For an absolutely axially loaded short column, at ultimate stage, the ultimate compressive load is resisted partly by concrete and partly by steel. Thus, at ultimate stage,

Ultimate load = Pu = Puc + Pus

Where,

• Puc = Ultimate load on concrete = 0.45 fck Ac
• Pus = Ultimate load on steel = 0.75 fy Asc
• Ac = Area of concrete
• Asc = Area of longitudinal steel

After putting the value of Puc and Pus in the above equation

Pu = 0.45 fck Ac + 0.75 fy Asc

This relation is applicable for the ideal condition of axial loading. In the practical conditions, the loading is never absolutely axial and there will always be some eccentricity which cannot be avoided. Hence we may consider the possibility of a minimum eccentricity of 0.05 times the lateral dimension and assume an 11% reduction in the ultimate strength of the column.

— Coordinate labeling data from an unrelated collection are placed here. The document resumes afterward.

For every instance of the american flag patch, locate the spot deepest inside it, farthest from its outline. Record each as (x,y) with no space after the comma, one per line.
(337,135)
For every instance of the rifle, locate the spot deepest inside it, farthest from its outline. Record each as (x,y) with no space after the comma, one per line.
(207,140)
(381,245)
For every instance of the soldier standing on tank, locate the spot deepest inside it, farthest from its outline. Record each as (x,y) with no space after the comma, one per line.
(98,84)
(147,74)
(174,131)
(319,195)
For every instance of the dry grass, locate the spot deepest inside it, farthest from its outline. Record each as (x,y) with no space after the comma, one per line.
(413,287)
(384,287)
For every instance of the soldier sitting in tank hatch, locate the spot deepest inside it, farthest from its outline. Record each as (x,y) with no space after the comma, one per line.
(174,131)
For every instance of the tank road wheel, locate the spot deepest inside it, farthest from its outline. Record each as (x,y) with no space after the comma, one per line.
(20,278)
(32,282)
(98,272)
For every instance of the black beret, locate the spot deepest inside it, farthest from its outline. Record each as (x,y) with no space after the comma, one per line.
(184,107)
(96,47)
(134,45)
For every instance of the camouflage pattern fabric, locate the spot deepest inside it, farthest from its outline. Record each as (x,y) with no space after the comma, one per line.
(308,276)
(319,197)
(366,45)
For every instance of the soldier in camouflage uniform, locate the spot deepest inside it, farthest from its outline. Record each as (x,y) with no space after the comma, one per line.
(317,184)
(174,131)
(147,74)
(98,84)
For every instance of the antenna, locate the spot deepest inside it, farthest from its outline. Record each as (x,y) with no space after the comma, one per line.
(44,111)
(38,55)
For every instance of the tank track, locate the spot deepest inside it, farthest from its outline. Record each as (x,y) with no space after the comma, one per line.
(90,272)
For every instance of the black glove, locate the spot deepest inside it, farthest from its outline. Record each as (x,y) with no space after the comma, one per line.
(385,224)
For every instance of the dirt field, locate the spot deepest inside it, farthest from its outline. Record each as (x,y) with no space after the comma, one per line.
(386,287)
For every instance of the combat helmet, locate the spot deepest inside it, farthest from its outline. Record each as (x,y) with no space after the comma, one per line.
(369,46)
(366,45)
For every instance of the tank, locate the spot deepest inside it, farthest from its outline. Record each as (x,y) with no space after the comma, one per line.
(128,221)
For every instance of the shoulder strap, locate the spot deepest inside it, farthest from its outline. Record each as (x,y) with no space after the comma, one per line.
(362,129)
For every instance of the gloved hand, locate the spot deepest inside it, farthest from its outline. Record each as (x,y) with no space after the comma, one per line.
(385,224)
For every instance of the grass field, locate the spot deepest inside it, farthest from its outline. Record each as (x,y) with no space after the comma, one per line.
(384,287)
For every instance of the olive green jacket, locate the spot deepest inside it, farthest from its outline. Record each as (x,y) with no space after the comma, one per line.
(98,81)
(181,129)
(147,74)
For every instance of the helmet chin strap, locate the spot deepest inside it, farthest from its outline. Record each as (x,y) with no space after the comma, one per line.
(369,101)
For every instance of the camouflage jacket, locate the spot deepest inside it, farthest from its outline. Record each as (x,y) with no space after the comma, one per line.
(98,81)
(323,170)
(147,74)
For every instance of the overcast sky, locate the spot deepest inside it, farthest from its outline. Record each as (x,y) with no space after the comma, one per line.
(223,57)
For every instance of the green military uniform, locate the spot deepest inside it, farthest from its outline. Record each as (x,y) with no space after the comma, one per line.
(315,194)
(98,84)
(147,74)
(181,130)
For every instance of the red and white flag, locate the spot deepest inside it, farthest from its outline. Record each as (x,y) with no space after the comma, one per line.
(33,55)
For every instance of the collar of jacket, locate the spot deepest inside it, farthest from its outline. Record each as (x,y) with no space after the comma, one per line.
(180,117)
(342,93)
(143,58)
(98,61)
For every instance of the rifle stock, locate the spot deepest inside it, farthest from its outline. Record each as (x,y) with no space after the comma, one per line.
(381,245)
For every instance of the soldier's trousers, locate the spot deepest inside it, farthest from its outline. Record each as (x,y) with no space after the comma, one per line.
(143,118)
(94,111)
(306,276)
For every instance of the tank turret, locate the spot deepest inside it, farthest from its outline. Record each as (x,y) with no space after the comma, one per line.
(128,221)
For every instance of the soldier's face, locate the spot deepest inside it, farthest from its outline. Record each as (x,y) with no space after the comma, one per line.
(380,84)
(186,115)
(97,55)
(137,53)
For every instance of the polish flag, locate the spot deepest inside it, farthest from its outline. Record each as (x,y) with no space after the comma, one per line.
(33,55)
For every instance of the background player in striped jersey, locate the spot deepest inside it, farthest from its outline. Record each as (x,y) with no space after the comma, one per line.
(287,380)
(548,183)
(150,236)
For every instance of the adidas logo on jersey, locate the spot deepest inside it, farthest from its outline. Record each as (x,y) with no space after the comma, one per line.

After 11% reduction we can write as,

Pu = 0.40 fck Ac + 0.67 fy Asc

Assume, Ag = Gross sectional area of the column

Therefore, Ag = Ac + Asc

Now,

Pu = 0.40 fck (Ag – Asc) + 0.67 fyAsc [ Note, Ag = Ac + Asc So, Ac = Ag – Asc].

Or, Pu = 0.40 fck Ag – 0.40 fck Asc + 0.67 fy Asc ……………….(a)

Or, Pu = 0.40 fck Ag + (0.67 fy – 0.40 fck) Asc

If ‘p’ = percentage of steel provided = $\frac{A_{sc}}{A_{g}}\times 100$

Or, Asc = $\frac{p}{100}\times A_{g}$

After putting the value of Asc in the equation (a)

Pu = 0.40 fck Ag – 0.40 fck $\frac{p}{100}\times A_{g}$ + 0.67 fy $\frac{p}{100}\times A_{g}$

Or, Pu = 0.40 fck (Ag $\frac{p}{100}\times A_{g}$) + 0.67 fy $\frac{p}{100}\times A_{g}$

Or, Pu/Ag = 0.40 fck + $\frac{p}{100}$ (0.67 fy – 0.40 fck)